De apart gevorderde nakosten worden toegewezen als hierna vermeld, nu de proceskostenveroordeling hiervoor reeds een executoriale titel geeft en de rechtbank van oordeel is dat de nakosten zich reeds vooraf laten begroten.
in reconventie
4.10.
Uit hetgeen hiervoor is overwogen vloeit voort dat, anders dan [gedaagden] . betogen, er geen sprake is van een toerekenbare tekortkoming aan de zijde van De IJssel, laat staan een tekortkoming die de ontbinding van de overeenkomst zou kunnen rechtvaardigen.
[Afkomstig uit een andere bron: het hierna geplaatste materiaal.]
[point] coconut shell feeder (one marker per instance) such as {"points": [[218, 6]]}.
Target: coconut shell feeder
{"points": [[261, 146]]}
Dit betekent dat de vordering in reconventie tot ontbinding van de overeenkomst wordt afgewezen.
4.11.
Vanwege de nauwe samenhang tussen de procedure in conventie met de procedure in reconventie ziet de rechtbank aanleiding om in reconventie geen afzonderlijke proceskostenveroordeling uit te spreken.

5.De beslissing

De rechtbank
in conventie
5.1.
veroordeelt [gedaagden] . hoofdelijk, zodat indien en voor zover de één betaalt ook de ander zal zijn bevrijd, om aan De IJssel tegen behoorlijk bewijs van kwijting te betalen een bedrag van € 46.513,41 (zesenveertig duizendvijfhonderddertien euro en éénenveertig eurocent), vermeerderd met de samengestelde vertragingsrente van 8,3% per jaar op grond van de algemene voorwaarden, vanaf 31 mei 2018, tot aan de dag van volledige betaling;
in reconventie
5.2.
wijst de vorderingen af;
in conventie en in reconventie
5.3.
veroordeelt [gedaagden] . hoofdelijk, zodat indien en voor zover de één betaalt ook de ander zal zijn bevrijd, in de proceskosten, aan de zijde van De IJssel tot op heden begroot op
€ 5.273,81, te vermeerderen met de wettelijke rente als bedoeld in art. 6:119 BW over dit bedrag ingaande veertien dagen na betekening van dit vonnis tot de dag van volledige betaling;
en indien [gedaagden] . niet binnen veertien dagen na aanschrijving vrijwillig aan dit vonnis heeft voldaan, begroot op € 131,- aan nasalaris, te verhogen met een bedrag van € 68,- aan betekeningskosten, onder de voorwaarde dat betekening van dit vonnis heeft plaatsgevonden, een en ander voor zover van toepassing te vermeerderen met btw, vermeerderd met de wettelijke rente in de zin van artikel 6:119 BW vanaf de veertiende dag na betekening van dit vonnis tot aan de dag der algehele voldoening;.
5.4
verklaart dit vonnis wat de veroordelingen betreft uitvoerbaar bij voorraad.
Dit vonnis is gewezen door mr. E. Mentink en in het openbaar uitgesproken op 31 juli 2019.